In most languages the question is whether functions are first class objects or not. In C, they aren’t objects at all.
We’ve already seen that, in C, pointers to functions and pointers to objects (including
void *) are different animals, and trying to convert one to the other results in undefined behavior. And we’ve seen how this can sometimes be mildly inconvenient. But why is this peculiar rule in place, anyway? At the hardware level, code and data are just bytes in memory, right? That’s why things like stack smashing are a problem, because a pointer to data bytes can be interpreted as a pointer to code bytes.
It is true that on the computers most people1 typically encounter today code and data bytes live side by side in the same address space. But it isn’t always so. Some computers expect separate address spaces for code and data. And we don’t have to look very hard to find an example: an x86 processor running in one of its segmented modes will do nicely.
In real mode and 16-bit protected mode the x86 treats memory as segments up to 64KB in size.2 It’s possible to run an entire program out of a single segment if it’s code and data are small enough to fit in 64KB.
But many programs are bigger than that and, at the very least, have to keep their code and data in separate segments. The processor makes this division into code and data very natural, since it keeps the reference to the current code segment in a register, and provides registers to refer to other segments for data manipulation.

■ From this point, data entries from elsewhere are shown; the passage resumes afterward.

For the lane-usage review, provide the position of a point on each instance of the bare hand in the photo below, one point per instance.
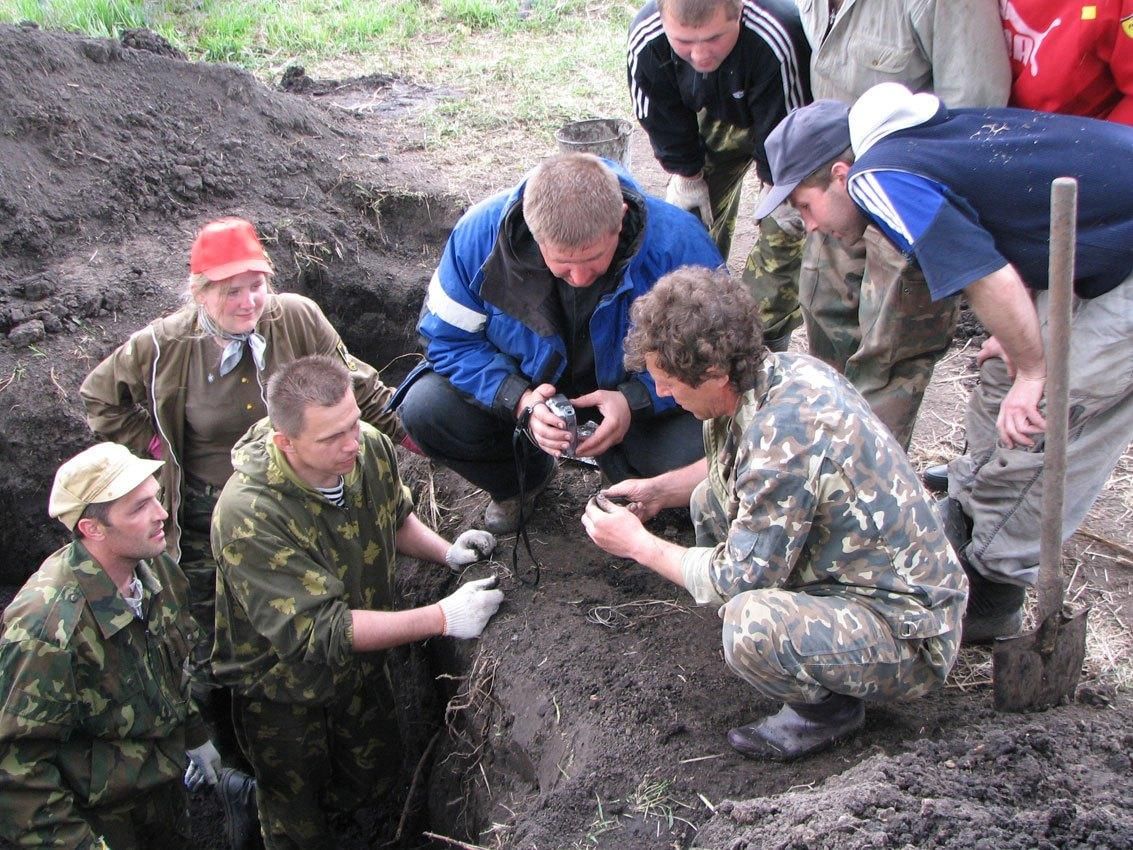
(1019, 414)
(641, 498)
(612, 527)
(546, 430)
(993, 348)
(615, 421)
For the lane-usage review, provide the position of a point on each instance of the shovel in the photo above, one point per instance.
(1036, 670)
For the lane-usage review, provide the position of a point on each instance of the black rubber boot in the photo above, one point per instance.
(936, 477)
(799, 729)
(957, 526)
(237, 792)
(994, 610)
(778, 345)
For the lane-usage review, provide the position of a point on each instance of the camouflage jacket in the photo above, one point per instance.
(96, 707)
(821, 499)
(138, 391)
(291, 566)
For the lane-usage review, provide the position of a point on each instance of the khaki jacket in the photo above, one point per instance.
(138, 391)
(951, 48)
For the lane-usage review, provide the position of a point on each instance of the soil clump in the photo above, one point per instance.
(593, 712)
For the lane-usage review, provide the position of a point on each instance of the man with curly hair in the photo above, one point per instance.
(814, 534)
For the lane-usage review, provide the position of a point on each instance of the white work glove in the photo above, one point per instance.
(470, 546)
(691, 194)
(469, 609)
(204, 763)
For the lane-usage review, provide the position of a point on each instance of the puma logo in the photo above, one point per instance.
(1023, 41)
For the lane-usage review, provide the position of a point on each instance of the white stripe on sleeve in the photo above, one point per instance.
(868, 192)
(448, 309)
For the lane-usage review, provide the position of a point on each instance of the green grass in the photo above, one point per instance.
(103, 18)
(508, 76)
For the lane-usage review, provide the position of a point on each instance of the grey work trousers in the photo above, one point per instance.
(1001, 489)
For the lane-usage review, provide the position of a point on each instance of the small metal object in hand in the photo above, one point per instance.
(603, 495)
(561, 407)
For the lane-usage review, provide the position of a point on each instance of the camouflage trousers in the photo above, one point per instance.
(156, 818)
(199, 568)
(771, 272)
(1001, 489)
(314, 762)
(799, 647)
(869, 315)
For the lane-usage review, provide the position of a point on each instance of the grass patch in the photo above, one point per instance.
(510, 71)
(101, 18)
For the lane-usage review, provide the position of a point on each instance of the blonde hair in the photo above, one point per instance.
(696, 13)
(572, 201)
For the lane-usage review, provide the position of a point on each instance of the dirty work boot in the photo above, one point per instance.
(936, 477)
(799, 729)
(237, 792)
(503, 517)
(994, 610)
(956, 525)
(778, 345)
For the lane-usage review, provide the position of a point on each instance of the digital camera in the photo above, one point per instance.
(579, 433)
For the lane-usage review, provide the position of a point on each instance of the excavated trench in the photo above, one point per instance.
(593, 711)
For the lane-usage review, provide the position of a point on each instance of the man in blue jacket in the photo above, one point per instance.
(531, 298)
(965, 193)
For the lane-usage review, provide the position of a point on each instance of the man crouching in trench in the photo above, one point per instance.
(814, 534)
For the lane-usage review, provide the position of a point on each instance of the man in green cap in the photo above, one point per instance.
(96, 719)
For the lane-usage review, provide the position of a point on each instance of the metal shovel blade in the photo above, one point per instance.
(1034, 671)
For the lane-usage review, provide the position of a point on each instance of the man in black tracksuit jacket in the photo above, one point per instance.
(707, 92)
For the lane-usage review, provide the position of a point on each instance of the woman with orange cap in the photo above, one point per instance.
(187, 387)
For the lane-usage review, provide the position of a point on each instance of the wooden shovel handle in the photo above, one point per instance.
(1063, 232)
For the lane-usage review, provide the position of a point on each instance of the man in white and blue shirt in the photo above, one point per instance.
(965, 194)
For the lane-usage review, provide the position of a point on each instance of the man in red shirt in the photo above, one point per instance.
(1071, 57)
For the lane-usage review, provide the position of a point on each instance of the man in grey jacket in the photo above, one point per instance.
(875, 322)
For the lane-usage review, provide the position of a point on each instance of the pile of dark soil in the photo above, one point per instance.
(113, 156)
(593, 712)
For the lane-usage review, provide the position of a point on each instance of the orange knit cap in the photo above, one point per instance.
(226, 247)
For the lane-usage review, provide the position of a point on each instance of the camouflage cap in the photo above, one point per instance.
(103, 473)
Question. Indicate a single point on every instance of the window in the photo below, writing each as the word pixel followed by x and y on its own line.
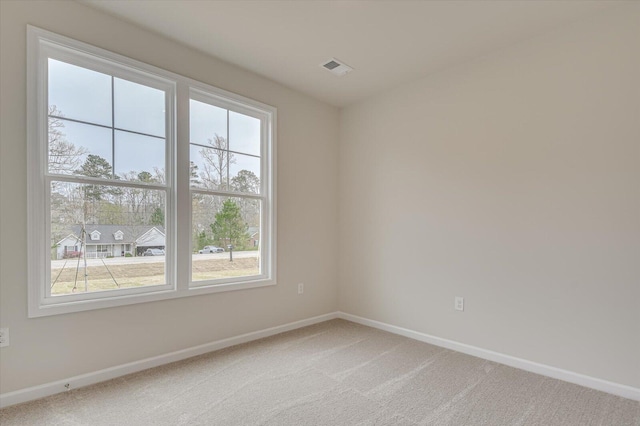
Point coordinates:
pixel 117 169
pixel 228 188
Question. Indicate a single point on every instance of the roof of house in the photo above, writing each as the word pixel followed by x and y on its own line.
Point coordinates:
pixel 130 233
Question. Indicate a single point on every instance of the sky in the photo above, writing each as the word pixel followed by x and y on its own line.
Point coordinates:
pixel 139 115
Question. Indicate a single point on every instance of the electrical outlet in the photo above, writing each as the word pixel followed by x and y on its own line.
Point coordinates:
pixel 459 303
pixel 4 337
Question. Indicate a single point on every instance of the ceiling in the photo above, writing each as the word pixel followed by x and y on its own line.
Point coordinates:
pixel 386 42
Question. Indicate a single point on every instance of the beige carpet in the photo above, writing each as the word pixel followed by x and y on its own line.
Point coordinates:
pixel 334 373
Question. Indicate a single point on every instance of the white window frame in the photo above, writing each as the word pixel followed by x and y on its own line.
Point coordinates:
pixel 204 94
pixel 178 89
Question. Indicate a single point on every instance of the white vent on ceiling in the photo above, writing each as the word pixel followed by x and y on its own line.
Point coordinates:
pixel 336 67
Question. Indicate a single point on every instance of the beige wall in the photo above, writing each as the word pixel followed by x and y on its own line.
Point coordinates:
pixel 51 348
pixel 513 181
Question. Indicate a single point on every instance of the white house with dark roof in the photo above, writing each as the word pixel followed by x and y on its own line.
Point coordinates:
pixel 110 240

I already gave a rundown on the conventional memory models used for 16 bit programming on the x86 and the important ways that they differ from one another, here.
The important points for the matter at hand are that:
- In the mixed memory models (medium and compact) code pointers are 16-bits by default while data pointers are 32-bits, or vice-versa.
- In the small memory model, where both code and data pointers are 16-bits by default, the pointers are relative to different segments. This means that code and data pointers in general point to different things, even if they have the same bit pattern.
Translating this into C-speak, this means that sometimes a pointer to a function and a pointer to an object have different sizes in memory (16-bits versus 32 bits). It also means that, even if function and object pointers have the same size, their values may refer to different address spaces and so can’t usefully be converted back and forth or compared.
It’s hard to see exactly what a C compiler could sensibly do in a situation like this if asked to convert a function pointer to an object pointer. And that’s precisely why the standard says that performing that conversion results in undefined behavior (Harbison and Steele, 2002, pp. 185-187).
Undefined behavior leaves the door wide open: on a machine where code and data share an address space, it may be possible to perform the conversion without any drama. But the standard acknowledges that this cannot hope to be completely portable, because there are platforms out there where the conversion doesn’t even make sense and may result in a warning, an error, a crash, or worse.